By Eric Boehm, Melissa Daniels | PA Independent
CAMP HILL, Pa. – Capping off a difficult week, U.S. Sen. Pat Toomey addressed a crowd of Pennsylvania conservatives outside Harrisburg on Friday afternoon, acknowledging both his support for new gun control measures that have angered many conservatives and the failure of those proposals in the Senate this week.
Toomey did not apologize for his support of legislation that would have enhanced background checks on those who want to purchase firearms, and instead offered a detailed explanation of what was in the legislation and why he had proposed it. He spent more than nine minutes of his 30 minute remarks discussing the gun issue.
In the end, he said he hoped to “agree to disagree” with conservatives angered by it.
“We had the vote on Wednesday. I lost. I get that. I think this issue is probably settled for now,” Toomey said.
He also promised to resume his focus on economic issues, winning him cheers from the conservative crowd inside the Radisson ballroom in suburban Harrisburg.
The crowd was only so vocal in their disapproval – a murmur here, or a sigh there. And Toomey’s opportunity to make his case heard may have helped ease tensions, as the senator received a larger standing ovation when he left the stage than when he took it.
Dave Taylor of the Pennsylvania Manufacturers Association said Toomey “acquitted himself very well.”
Taylor noted how the senator delved into detail about his arguments thoroughly, as is his hallmark style, while making his case.
As the conservative movement continues to mature, there’s bound to be disagreements about how to proceed, Taylor said. In this case, gun rights absolutists may be turned off from Toomey completely, but many will “let bygones be bygones,” Taylor said.
“For conservatives, there needs to space for healthy argument over how we apply our shaped principals to reach our shared goals,” Taylor said.

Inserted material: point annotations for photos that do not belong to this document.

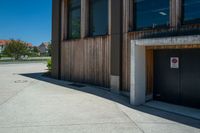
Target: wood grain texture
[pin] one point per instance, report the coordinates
(87, 61)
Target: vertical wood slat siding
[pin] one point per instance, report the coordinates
(86, 61)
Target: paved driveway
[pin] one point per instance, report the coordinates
(30, 103)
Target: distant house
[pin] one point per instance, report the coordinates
(43, 48)
(3, 45)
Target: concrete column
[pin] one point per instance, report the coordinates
(138, 74)
(115, 33)
(56, 37)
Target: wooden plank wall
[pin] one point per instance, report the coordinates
(87, 61)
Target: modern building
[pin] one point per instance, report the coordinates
(148, 49)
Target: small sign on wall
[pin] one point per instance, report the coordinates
(174, 62)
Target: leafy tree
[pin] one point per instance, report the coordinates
(16, 48)
(35, 49)
(49, 49)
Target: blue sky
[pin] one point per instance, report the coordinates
(27, 20)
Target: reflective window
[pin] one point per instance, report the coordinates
(74, 13)
(151, 13)
(191, 11)
(98, 17)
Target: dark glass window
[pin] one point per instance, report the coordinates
(151, 13)
(74, 17)
(191, 11)
(98, 17)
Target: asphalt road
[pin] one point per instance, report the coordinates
(30, 103)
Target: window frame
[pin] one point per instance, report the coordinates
(67, 11)
(134, 17)
(183, 21)
(89, 21)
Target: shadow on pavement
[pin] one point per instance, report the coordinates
(104, 93)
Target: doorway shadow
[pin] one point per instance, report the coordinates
(123, 100)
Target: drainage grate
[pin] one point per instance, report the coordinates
(77, 85)
(21, 81)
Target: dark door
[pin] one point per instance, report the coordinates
(190, 77)
(166, 80)
(180, 84)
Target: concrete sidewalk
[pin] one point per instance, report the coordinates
(30, 103)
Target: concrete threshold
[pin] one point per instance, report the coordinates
(176, 109)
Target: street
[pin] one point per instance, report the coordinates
(31, 103)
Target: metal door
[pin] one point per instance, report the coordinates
(166, 79)
(179, 84)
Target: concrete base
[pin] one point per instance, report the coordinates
(115, 83)
(138, 74)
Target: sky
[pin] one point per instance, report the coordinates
(27, 20)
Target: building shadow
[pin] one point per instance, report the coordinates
(123, 100)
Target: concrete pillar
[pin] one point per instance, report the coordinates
(138, 74)
(115, 28)
(56, 38)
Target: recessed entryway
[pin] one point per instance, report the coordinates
(177, 76)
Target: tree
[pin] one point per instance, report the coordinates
(35, 50)
(49, 49)
(16, 49)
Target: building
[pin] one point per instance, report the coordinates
(149, 49)
(43, 48)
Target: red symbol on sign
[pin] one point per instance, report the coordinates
(174, 60)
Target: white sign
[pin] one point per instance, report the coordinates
(174, 62)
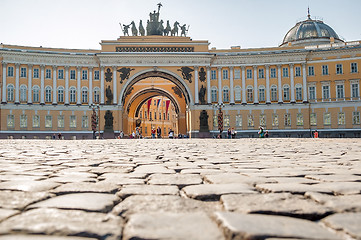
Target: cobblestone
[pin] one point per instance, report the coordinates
(180, 189)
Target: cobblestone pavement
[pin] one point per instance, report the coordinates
(180, 189)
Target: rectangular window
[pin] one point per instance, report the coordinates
(36, 121)
(23, 121)
(299, 119)
(72, 122)
(341, 118)
(96, 75)
(10, 71)
(324, 69)
(48, 121)
(327, 118)
(273, 73)
(36, 73)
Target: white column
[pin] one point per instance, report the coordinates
(255, 85)
(102, 85)
(244, 99)
(196, 88)
(114, 85)
(30, 83)
(293, 100)
(42, 84)
(209, 97)
(78, 100)
(66, 90)
(90, 85)
(304, 83)
(268, 93)
(54, 84)
(17, 82)
(280, 98)
(4, 83)
(219, 69)
(231, 85)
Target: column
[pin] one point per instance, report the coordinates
(280, 99)
(255, 85)
(196, 88)
(219, 69)
(90, 85)
(4, 84)
(304, 83)
(17, 82)
(231, 85)
(101, 85)
(114, 85)
(30, 84)
(78, 100)
(42, 84)
(244, 99)
(268, 93)
(54, 84)
(293, 100)
(66, 90)
(209, 96)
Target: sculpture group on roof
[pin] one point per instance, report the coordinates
(155, 27)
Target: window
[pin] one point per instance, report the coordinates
(84, 122)
(311, 71)
(10, 71)
(340, 91)
(354, 68)
(48, 121)
(61, 73)
(299, 119)
(286, 92)
(313, 119)
(339, 69)
(72, 122)
(356, 118)
(324, 69)
(60, 94)
(273, 93)
(23, 91)
(225, 74)
(96, 75)
(36, 121)
(238, 120)
(273, 73)
(213, 74)
(23, 121)
(22, 72)
(60, 121)
(11, 121)
(36, 73)
(48, 73)
(341, 118)
(72, 74)
(287, 120)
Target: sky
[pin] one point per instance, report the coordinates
(82, 24)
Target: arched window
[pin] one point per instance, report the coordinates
(47, 94)
(10, 91)
(23, 91)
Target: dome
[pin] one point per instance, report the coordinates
(310, 32)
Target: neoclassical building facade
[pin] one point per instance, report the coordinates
(311, 81)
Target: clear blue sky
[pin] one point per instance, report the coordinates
(248, 23)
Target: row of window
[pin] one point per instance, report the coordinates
(285, 72)
(48, 73)
(48, 121)
(341, 119)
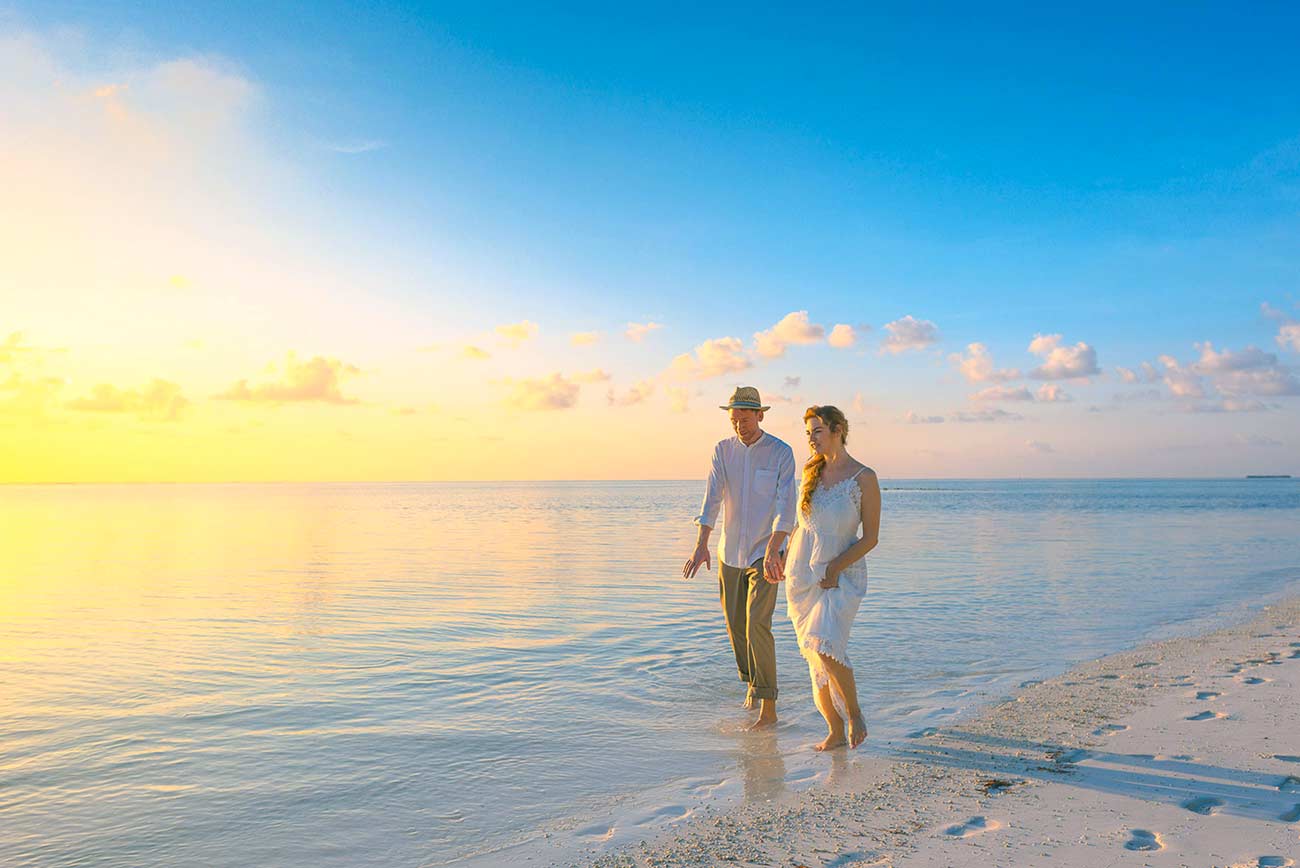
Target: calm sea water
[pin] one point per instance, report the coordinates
(414, 675)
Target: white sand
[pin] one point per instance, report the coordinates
(1181, 753)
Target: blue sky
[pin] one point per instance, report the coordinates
(1121, 174)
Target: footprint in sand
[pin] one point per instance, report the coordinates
(1207, 715)
(1143, 840)
(597, 832)
(973, 827)
(1109, 729)
(667, 814)
(1204, 804)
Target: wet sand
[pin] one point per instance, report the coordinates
(1179, 753)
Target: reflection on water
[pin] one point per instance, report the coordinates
(337, 675)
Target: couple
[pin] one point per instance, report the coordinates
(752, 482)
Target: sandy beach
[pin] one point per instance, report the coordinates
(1179, 753)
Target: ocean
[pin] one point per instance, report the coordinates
(441, 673)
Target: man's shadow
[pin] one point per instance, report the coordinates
(1182, 781)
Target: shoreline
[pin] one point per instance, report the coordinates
(1175, 750)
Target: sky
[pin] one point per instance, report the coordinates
(315, 242)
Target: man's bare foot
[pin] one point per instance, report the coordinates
(857, 730)
(831, 742)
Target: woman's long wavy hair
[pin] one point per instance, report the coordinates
(836, 421)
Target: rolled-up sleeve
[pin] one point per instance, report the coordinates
(713, 491)
(785, 494)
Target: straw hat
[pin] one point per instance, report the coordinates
(745, 398)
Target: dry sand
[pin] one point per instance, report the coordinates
(1179, 753)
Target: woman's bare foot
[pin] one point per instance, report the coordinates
(857, 730)
(831, 742)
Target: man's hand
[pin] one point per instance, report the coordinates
(694, 561)
(774, 565)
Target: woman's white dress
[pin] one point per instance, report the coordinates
(824, 616)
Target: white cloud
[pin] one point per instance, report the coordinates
(1288, 337)
(160, 400)
(1182, 382)
(638, 330)
(315, 380)
(908, 334)
(843, 337)
(713, 357)
(976, 367)
(516, 334)
(1060, 361)
(1248, 359)
(1053, 394)
(1002, 393)
(984, 416)
(635, 395)
(793, 329)
(541, 394)
(1145, 373)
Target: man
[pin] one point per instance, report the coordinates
(752, 481)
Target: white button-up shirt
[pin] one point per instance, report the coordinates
(754, 487)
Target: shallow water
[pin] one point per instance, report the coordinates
(336, 675)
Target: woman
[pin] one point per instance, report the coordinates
(824, 572)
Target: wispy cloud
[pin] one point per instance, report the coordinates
(637, 394)
(908, 334)
(542, 394)
(843, 335)
(316, 380)
(1061, 361)
(1002, 393)
(984, 416)
(160, 400)
(516, 334)
(793, 329)
(976, 365)
(713, 357)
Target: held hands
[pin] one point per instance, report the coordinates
(832, 576)
(696, 560)
(774, 565)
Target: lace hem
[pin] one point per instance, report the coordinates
(814, 646)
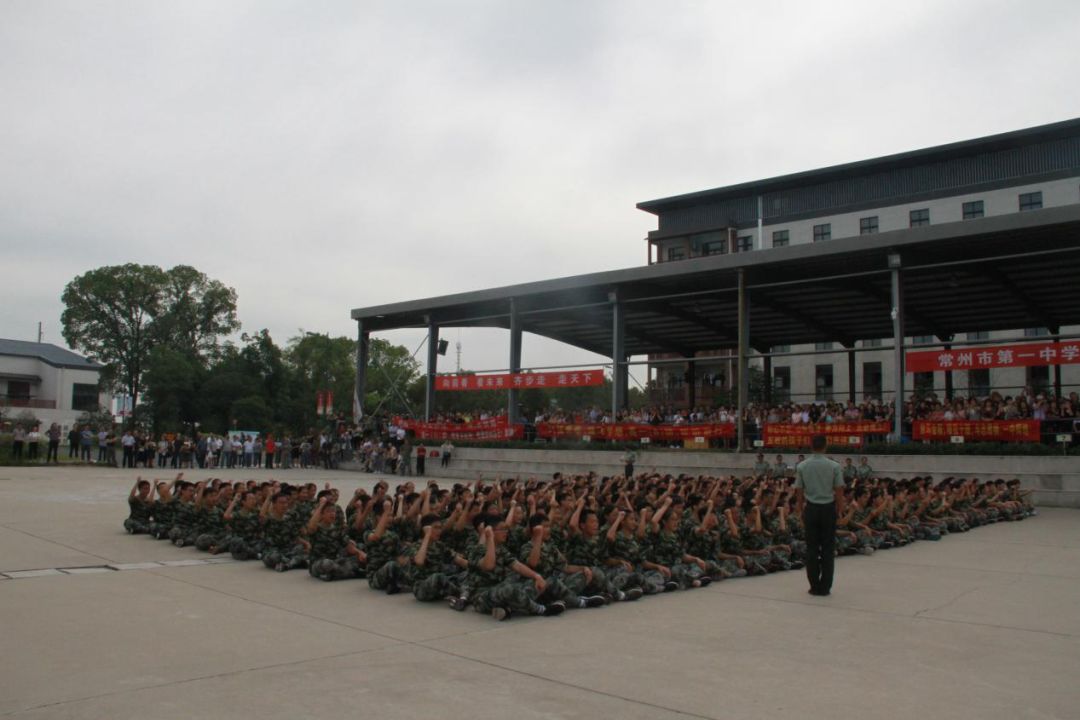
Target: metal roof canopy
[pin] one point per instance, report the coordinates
(995, 273)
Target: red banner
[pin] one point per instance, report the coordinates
(784, 435)
(630, 431)
(977, 358)
(493, 429)
(521, 380)
(979, 431)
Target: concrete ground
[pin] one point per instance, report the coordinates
(980, 625)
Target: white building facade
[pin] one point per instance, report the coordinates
(1022, 172)
(49, 382)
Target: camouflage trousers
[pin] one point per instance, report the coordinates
(515, 594)
(328, 569)
(436, 586)
(183, 535)
(207, 540)
(137, 527)
(650, 581)
(160, 530)
(242, 548)
(291, 559)
(390, 576)
(601, 584)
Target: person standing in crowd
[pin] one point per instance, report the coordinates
(819, 485)
(85, 443)
(421, 459)
(54, 444)
(17, 440)
(73, 443)
(32, 440)
(129, 446)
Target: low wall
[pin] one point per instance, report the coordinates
(1056, 480)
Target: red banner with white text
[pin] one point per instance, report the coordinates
(493, 429)
(977, 358)
(630, 431)
(977, 431)
(784, 435)
(521, 380)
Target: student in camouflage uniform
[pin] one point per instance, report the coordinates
(542, 556)
(242, 538)
(626, 558)
(332, 555)
(437, 572)
(664, 551)
(493, 581)
(282, 549)
(210, 519)
(184, 530)
(140, 507)
(586, 553)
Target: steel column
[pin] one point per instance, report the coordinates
(620, 375)
(363, 350)
(429, 396)
(898, 343)
(851, 374)
(515, 361)
(743, 357)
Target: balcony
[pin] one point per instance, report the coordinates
(7, 401)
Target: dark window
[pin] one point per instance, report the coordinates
(872, 380)
(923, 383)
(1030, 201)
(83, 397)
(715, 246)
(781, 384)
(979, 382)
(1038, 378)
(823, 382)
(18, 390)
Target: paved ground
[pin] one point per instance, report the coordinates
(981, 625)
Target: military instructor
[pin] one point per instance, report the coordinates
(819, 485)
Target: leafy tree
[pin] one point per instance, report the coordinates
(118, 314)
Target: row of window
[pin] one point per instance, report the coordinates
(979, 381)
(917, 218)
(716, 242)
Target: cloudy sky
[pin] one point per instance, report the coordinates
(324, 155)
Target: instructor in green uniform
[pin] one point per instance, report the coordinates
(819, 485)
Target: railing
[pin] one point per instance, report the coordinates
(27, 403)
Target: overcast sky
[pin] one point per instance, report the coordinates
(320, 157)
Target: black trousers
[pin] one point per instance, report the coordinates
(820, 524)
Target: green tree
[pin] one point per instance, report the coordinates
(117, 314)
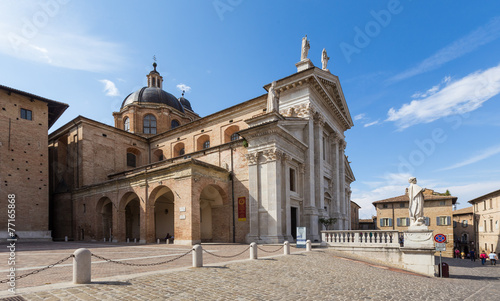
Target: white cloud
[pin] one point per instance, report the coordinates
(183, 87)
(458, 97)
(481, 156)
(110, 88)
(359, 117)
(371, 123)
(458, 48)
(30, 31)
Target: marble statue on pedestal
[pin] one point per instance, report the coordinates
(272, 99)
(324, 59)
(416, 208)
(305, 48)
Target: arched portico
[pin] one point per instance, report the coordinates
(162, 199)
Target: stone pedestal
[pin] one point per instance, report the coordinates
(418, 250)
(304, 65)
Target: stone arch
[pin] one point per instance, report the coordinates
(104, 218)
(158, 155)
(179, 149)
(230, 133)
(162, 199)
(215, 214)
(130, 205)
(201, 142)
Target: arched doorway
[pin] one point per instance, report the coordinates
(163, 200)
(215, 215)
(132, 216)
(104, 221)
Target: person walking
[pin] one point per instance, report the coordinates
(493, 258)
(483, 257)
(472, 255)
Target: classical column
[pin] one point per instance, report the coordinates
(344, 206)
(336, 180)
(272, 196)
(288, 218)
(253, 196)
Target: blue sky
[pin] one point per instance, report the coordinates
(421, 78)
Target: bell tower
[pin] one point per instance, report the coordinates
(155, 80)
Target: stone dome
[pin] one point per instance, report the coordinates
(185, 103)
(154, 95)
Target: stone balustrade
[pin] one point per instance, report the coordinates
(358, 238)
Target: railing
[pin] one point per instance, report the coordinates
(361, 238)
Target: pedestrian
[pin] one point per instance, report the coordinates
(493, 258)
(472, 255)
(483, 257)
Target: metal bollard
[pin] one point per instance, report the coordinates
(82, 266)
(253, 251)
(197, 256)
(286, 248)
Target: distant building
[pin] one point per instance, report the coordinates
(463, 229)
(25, 119)
(487, 217)
(392, 214)
(367, 224)
(354, 216)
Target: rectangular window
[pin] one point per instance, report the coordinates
(131, 160)
(386, 222)
(292, 179)
(26, 114)
(443, 220)
(403, 222)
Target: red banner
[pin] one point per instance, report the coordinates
(242, 209)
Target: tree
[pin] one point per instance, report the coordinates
(327, 222)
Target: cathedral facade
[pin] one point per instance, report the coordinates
(253, 172)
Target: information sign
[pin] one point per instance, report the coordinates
(301, 237)
(440, 238)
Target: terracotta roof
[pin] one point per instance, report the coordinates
(427, 197)
(486, 196)
(463, 211)
(366, 220)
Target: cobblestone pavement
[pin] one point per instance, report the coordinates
(318, 275)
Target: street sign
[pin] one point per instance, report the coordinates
(440, 246)
(440, 238)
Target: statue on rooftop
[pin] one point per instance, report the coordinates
(416, 208)
(305, 48)
(324, 59)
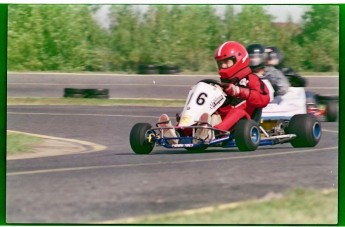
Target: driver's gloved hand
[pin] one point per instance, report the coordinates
(237, 91)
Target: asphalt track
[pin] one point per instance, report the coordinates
(115, 183)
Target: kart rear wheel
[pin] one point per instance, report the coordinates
(196, 149)
(331, 111)
(247, 135)
(138, 139)
(307, 129)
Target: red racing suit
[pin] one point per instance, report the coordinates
(236, 108)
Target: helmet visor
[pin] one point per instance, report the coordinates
(256, 59)
(226, 63)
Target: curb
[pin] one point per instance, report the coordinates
(56, 146)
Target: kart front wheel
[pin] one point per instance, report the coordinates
(307, 130)
(247, 135)
(331, 111)
(138, 139)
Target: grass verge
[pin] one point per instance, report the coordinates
(298, 206)
(96, 102)
(19, 143)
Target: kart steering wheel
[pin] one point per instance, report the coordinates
(211, 81)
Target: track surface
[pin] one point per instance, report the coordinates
(115, 183)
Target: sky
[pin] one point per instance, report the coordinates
(280, 12)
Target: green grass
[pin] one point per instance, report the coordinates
(96, 102)
(298, 206)
(19, 143)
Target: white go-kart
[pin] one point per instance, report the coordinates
(282, 121)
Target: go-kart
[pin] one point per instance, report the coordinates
(323, 107)
(300, 130)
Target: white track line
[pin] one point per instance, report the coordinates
(167, 163)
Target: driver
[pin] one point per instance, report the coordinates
(258, 58)
(245, 91)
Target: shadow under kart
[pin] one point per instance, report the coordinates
(300, 130)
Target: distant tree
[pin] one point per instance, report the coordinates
(253, 25)
(54, 37)
(320, 38)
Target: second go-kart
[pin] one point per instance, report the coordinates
(300, 130)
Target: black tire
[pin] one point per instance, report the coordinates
(148, 69)
(138, 141)
(307, 129)
(196, 149)
(247, 135)
(331, 111)
(74, 91)
(168, 69)
(74, 95)
(97, 96)
(95, 91)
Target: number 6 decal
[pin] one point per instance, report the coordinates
(201, 98)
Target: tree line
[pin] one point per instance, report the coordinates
(69, 38)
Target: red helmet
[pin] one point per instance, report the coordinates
(234, 51)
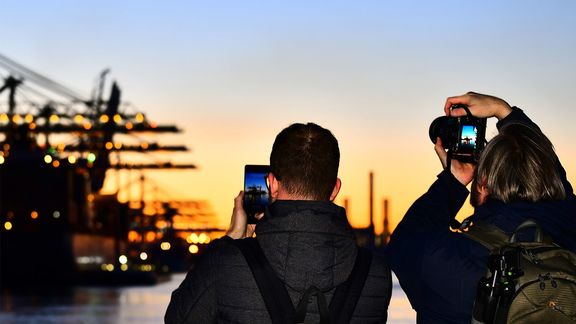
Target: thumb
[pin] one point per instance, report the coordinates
(441, 152)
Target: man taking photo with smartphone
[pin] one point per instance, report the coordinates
(307, 244)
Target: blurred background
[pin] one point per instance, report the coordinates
(203, 88)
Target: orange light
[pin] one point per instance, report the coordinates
(134, 236)
(54, 118)
(150, 236)
(8, 226)
(17, 119)
(78, 119)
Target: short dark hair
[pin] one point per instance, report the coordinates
(305, 159)
(520, 164)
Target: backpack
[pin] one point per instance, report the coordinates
(277, 299)
(526, 282)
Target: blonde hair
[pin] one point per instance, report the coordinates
(520, 164)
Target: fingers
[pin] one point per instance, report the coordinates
(238, 200)
(458, 100)
(441, 152)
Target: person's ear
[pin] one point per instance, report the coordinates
(336, 189)
(273, 186)
(482, 194)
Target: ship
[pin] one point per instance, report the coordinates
(56, 226)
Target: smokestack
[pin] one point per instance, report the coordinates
(372, 201)
(386, 231)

Still, some in the conservative base may see Toomey’s proposal as a move away from steadfast principals.
Josh Monighan, a political activist in central Pennsylvania who is a member of the Harrisburg Liberty Alliance, said the core of Toomey’s legislation would’ve created more lists for people to be on, lists harbored by the federal government.
Monighan said he wasn’t encouraged by Toomey’s current direction.
“Like any politician you go along with, there’s certain things you can agree upon, there’s certain things you can disagree with,” he said. “I would just like to see less compromises, and more steadfastness to the principals.”
Friday, Toomey promised to fight any effort to create a gun registry, which earned him some of the loudest applause of the day.
Toomey said his plan would “absolutely not” have prevented tragedies like the school shooting in Newtown, Conn., in December, but that it would have made it more difficult for two classes of people – criminals and the dangerously mentally ill – to obtain guns through legal channels.
A determined criminal will always be able to get a gun, Toomey said, but it makes sense to make it harder for some of them to do so.